Mortgage lending jumped 16% to €5.1bn in year to February
Increase accelerated to 18% in February, Central Bank data shows
Variable buy-to-let mortgage rates for new drawdowns declined by 0.2 per cent over the 12 months to 2017 to stand at 4.71 per cent. Photograph: iStockPhoto
New mortgages worth €5.1 billion were signed in the 12 months to the end of February, marking a 16 per cent increase on the same period a year earlier.
The latest figures from the Central Bank show €369 million of those new agreements were signed in February this year.
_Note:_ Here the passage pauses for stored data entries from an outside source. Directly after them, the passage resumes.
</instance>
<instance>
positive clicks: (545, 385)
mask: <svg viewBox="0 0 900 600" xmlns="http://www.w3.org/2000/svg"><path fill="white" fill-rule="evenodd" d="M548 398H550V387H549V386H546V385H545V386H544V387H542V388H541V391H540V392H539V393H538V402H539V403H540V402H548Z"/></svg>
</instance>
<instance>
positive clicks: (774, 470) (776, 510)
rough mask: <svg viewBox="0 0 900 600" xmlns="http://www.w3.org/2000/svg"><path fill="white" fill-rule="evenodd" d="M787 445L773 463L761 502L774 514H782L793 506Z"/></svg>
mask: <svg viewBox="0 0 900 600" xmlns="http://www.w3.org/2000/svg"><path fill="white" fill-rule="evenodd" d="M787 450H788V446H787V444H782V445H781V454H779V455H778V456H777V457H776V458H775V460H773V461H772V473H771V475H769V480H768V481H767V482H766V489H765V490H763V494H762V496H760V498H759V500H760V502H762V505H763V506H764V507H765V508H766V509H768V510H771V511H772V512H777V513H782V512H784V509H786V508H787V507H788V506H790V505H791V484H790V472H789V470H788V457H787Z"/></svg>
That represents an increase of 18 per cent on the same month last year when €312 million worth of new mortgage agreements were made.
In November last year the Central Bank announced a relaxation of mortgage-lending rules for first-time buyers which was followed by a 42 per cent increase in the number of people who obtained mortgage approval in February, according to the Banking and Payments Federation. The new rules removed the €220,000 cap on mortgage lending for first-time buyers with a deposit of 10 per cent.
The weighted average interest rate on new mortgage agreements in the Republic stood at 3.38 per cent, higher than the equivalent euro-area rate of 1.80 per cent.
Standard variable-rate mortgages saw the most pronounced fall in principal dwelling home (PDH) mortgage rates, dropping by 35 basis points to 3.40 per cent. While the share of fixed-rate PDH mortgages in new drawdowns fell over 2016, they still accounted for about 40 per cent of all new PDH mortgages.
Variable buy-to-let (BTL) mortgage rates for new drawdowns fell by 0.2 per cent over the 12 months to 2017 to 4.71 per cent. The Central Bank found that the majority of BTL lending is at variable rates, accounting for 90 per cent of new drawdowns in the final quarter of 2016.
Renegotiated mortgages amounted to €419 million in February, with variable-rate products accounting for the majority of renegotiations. In February 2017, the weighted average interest rate for renegotiated mortgages was 3.01 per cent, down from 3.2 per cent in February 2016.